Только когда сестра совсем уже собралась уходить, ему удалось наконец одолеть робость.
— Скажите, — спросил он с усилием, — как себя чувствует синьорина Полли?
Женщина со свертком простынь под мышкой была уже у двери.
— И у вас, — воскликнула она, — у вас хватает наглости спрашивать меня об этом! Ну и гусь! — прибавила она с язвительным смехом. — Сперва напакостил, а потом, как ни в чем не бывало, справляется с невинным видом о здоровье… — Она умолкла на мгновенье. Джироламо покраснел до ушей. — Синьорине Полли лучше, — заключила сухо сестра. — Что вам еще угодно?
— А профессор, — спросил еще Джироламо, — когда он будет делать обход?
— Завтра утром… уж он вам напоет пластинку! Что вам еще угодно?
— Что такое? — упорствовал внезапно побледневший Джироламо. — Что вы хотите сказать? Какую еще пластинку?
Женщина косо взглянула на него. Она сама не знала, что имела в виду, говоря так, не могла знать, что на другой день решит профессор, но была так искренне возмущена, что самая суровая кара казалась ей слишком мягкой.
— Что я хочу сказать? — повторила она наконец. — Хочу сказать, что после всех ваших дел профессор может выгнать вас вон… Что вам еще угодно?
— Унесите ужин, — сказал Джироламо, смутно желая хотя бы добровольным постом вызвать у женщины жалость. — Сегодня я есть не буду.
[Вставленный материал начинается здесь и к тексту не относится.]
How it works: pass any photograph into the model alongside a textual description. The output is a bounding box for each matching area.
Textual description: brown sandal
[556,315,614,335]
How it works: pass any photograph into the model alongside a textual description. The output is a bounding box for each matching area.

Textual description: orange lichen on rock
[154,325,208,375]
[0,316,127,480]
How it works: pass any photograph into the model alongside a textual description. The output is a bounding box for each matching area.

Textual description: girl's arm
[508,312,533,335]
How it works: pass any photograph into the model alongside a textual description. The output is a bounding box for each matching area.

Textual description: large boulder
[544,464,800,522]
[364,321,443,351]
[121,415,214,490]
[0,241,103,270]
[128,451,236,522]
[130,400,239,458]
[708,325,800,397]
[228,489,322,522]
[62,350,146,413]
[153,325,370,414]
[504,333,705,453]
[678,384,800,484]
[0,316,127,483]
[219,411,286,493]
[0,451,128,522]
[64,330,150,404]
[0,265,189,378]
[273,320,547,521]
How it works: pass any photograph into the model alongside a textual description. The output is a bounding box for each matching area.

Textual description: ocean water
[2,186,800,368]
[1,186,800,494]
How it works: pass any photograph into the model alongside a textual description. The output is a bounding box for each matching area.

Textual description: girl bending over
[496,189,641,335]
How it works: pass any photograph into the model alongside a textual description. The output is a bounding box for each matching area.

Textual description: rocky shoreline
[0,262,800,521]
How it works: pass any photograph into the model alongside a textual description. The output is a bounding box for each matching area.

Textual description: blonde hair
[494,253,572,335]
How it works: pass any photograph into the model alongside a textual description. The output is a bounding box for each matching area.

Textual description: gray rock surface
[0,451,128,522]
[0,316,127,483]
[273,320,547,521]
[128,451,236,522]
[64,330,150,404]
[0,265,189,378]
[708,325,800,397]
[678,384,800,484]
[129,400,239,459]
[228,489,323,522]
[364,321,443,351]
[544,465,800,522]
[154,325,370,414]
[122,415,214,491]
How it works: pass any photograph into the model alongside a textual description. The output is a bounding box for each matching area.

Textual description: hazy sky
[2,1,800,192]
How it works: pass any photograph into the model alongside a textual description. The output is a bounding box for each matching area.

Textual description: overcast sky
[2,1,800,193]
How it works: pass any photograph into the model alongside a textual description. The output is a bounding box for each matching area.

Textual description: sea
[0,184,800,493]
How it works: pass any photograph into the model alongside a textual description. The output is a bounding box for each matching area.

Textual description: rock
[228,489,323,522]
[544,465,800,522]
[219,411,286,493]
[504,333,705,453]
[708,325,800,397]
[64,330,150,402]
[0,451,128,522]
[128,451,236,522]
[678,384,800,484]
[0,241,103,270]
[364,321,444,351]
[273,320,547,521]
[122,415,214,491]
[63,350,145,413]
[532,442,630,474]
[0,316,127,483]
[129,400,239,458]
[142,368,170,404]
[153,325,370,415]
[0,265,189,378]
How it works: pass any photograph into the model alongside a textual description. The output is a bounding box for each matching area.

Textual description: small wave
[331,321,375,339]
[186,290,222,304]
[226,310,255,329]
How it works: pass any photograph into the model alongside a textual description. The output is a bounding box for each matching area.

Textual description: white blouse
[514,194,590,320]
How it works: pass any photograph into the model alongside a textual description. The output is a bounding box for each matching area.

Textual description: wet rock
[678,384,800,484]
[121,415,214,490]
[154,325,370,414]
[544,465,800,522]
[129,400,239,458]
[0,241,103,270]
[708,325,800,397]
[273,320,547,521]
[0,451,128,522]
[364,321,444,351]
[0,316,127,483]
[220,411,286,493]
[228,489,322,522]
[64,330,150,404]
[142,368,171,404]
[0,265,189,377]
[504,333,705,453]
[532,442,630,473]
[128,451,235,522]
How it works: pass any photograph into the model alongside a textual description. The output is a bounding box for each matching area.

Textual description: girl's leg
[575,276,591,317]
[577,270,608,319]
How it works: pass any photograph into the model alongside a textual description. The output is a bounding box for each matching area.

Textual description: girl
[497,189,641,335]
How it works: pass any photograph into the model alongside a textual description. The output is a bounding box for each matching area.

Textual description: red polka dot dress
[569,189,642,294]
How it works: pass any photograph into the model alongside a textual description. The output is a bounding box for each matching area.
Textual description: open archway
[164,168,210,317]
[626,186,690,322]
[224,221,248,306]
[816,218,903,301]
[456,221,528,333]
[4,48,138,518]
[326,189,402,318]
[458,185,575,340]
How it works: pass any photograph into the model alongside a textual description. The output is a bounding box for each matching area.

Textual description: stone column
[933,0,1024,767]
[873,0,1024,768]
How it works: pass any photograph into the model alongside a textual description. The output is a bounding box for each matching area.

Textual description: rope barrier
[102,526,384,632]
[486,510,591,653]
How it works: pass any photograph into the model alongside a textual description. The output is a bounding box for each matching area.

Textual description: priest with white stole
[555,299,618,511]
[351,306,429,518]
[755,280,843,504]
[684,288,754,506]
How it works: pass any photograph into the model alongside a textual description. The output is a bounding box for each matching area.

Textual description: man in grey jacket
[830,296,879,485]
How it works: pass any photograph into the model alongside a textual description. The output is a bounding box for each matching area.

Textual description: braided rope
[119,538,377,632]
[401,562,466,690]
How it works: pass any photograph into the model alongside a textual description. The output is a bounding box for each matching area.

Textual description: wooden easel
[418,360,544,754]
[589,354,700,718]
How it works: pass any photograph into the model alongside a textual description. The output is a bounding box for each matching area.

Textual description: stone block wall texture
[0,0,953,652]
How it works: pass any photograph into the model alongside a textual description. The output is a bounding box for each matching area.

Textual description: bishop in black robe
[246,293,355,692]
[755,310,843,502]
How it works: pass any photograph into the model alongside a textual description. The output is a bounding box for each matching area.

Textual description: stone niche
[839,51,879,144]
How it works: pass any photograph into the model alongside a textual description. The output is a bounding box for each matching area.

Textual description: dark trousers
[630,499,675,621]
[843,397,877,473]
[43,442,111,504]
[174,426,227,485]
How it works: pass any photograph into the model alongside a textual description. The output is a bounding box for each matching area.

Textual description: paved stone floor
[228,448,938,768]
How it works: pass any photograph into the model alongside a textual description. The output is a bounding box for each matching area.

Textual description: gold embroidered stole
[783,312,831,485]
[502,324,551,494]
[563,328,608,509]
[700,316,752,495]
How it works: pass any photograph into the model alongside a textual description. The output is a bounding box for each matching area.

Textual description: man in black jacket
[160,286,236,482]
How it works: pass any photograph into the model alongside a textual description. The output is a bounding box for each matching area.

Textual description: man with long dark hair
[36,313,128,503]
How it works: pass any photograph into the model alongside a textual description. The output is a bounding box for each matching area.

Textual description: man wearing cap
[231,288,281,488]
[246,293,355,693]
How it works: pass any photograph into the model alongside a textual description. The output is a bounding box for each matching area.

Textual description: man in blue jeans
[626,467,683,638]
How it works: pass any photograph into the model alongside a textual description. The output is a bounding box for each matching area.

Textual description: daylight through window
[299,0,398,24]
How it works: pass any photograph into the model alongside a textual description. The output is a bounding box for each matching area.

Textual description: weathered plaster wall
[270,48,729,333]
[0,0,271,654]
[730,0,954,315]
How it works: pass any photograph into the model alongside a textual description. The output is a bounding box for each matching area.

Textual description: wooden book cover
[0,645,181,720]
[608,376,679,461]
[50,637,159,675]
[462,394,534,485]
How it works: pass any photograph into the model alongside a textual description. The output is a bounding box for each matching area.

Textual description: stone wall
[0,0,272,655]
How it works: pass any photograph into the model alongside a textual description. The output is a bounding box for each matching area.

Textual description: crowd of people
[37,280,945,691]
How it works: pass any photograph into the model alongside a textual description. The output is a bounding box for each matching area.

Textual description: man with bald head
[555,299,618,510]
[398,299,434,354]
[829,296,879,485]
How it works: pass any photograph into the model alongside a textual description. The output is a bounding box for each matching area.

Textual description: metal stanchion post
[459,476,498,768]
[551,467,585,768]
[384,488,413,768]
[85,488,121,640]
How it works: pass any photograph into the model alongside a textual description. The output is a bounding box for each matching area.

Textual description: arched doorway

Она снова язвительно засмеялась:
— Нечего строить из себя жертву. Ешьте не ешьте, а синьорине Полли от этого лучше не будет. Что вам еще угодно?
— Ничего.
Дверь затворилась. Еще минуту Джироламо сидел в прежней позе, потом, не прикоснувшись к подносу с едой, снова свернулся калачиком под одеялом, лицом к окну. Мысли его путались, ему казалось, что он погиб. «Прогонят меня, — думал он. — Профессор выгонит меня вон». Хотя, по собственному мнению, он заслужил такое наказание, но от подобной перспективы совсем пал духом. Юноша знал, что его семейство во многом себе отказывает, чтобы содержать его в санатории, и с отчетливой ясностью, вызванной высокой температурой, воображал себе все, что произойдет, минута за минутой: отъезд из санатория, прибытие домой, слезы матери, упреки отца, все те ссоры, унизительные и болезненные, которые такое событие вызовет в семье вроде его семейства, и так весьма стесненного во всем, которому Джироламо по своей юношеской совестливости, но безо всяких действительных оснований считал себя обязанным бесконечной благодарностью.